Impact on career & relationships

  • Career: Once stabilized he discovered and excelled in developer relations and public speaking; the challenges didn’t prevent success, and in some ways heightened his empathy and communication strengths.
  • Marriage: Period of severe strain and near separation; continued effort from both partners and eventual recovery led to a stronger relationship and deeper appreciation.
  • Parenting: Anxiety deeply affected his presence as a father during worst episodes; improvement allowed him to be more present.

Notable quotes

  • “For 15 years my strategy was basically… hope the bug doesn’t reemerge. And then it would just happen.”
  • “If you’re losing your mind, you don’t ask the question.

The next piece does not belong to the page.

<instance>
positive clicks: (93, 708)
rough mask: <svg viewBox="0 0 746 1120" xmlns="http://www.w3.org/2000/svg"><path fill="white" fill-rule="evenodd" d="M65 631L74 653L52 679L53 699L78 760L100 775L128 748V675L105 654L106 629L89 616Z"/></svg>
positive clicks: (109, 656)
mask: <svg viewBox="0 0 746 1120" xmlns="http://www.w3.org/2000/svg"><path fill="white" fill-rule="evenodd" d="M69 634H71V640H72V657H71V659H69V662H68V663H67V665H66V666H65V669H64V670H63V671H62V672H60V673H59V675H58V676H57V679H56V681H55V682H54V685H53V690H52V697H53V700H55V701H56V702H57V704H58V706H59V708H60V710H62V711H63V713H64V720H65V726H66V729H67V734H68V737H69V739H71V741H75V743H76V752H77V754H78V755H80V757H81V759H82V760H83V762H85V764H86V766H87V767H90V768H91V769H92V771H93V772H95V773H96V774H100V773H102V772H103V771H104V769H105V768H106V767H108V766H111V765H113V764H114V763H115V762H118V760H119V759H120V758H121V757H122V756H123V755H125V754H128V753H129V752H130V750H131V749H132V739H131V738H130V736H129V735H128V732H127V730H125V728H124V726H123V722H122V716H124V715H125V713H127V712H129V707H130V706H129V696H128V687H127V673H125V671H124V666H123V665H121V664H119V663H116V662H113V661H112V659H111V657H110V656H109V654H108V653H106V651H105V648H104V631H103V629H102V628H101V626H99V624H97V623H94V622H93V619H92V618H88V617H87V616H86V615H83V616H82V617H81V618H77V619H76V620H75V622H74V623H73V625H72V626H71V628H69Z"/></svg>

The fact that you’re asking the question means it isn’t happening.”
  • “You have to do the work yourself… only you can fix it.”
  • “It isn’t going to be so you can just discard that scenario… Things never play out like they do in your mind.”

Themes and lessons

  • Naming a problem enables targeted solutions — like debugging code, diagnosing the bug lets you choose the right fix.
  • Mental illness is often cyclical and unpredictable; silence/stigma gives the condition power.
  • Medication + therapy + lifestyle changes together are more effective than any one intervention.
  • Suffering can produce empathy and skills that become strengths (e.g., Burke’s ability to connect with and help others).
  • Recovery is not a single event but ongoing management and self‑work.

Resources / cautions

  • The Anxiety and Phobia Workbook — recommended by Burke as the pivotal self‑help tool that helped him identify his condition and next steps.
  • Medication caution: benzodiazepines can be highly addictive; antipsychotics can blunt cognition and emotion. Work closely with a trusted clinician and understand trade‑offs.
  • If you’re struggling: seek help, consider structured self‑work to clarify symptoms, and be persistent if early therapists/providers aren’t a fit.

Thanks for listening to the episode — a concise personal case study in how identifying a “bug” (ruminative OCD + trauma), applying the right tools, and steady work can transform both personal life and career.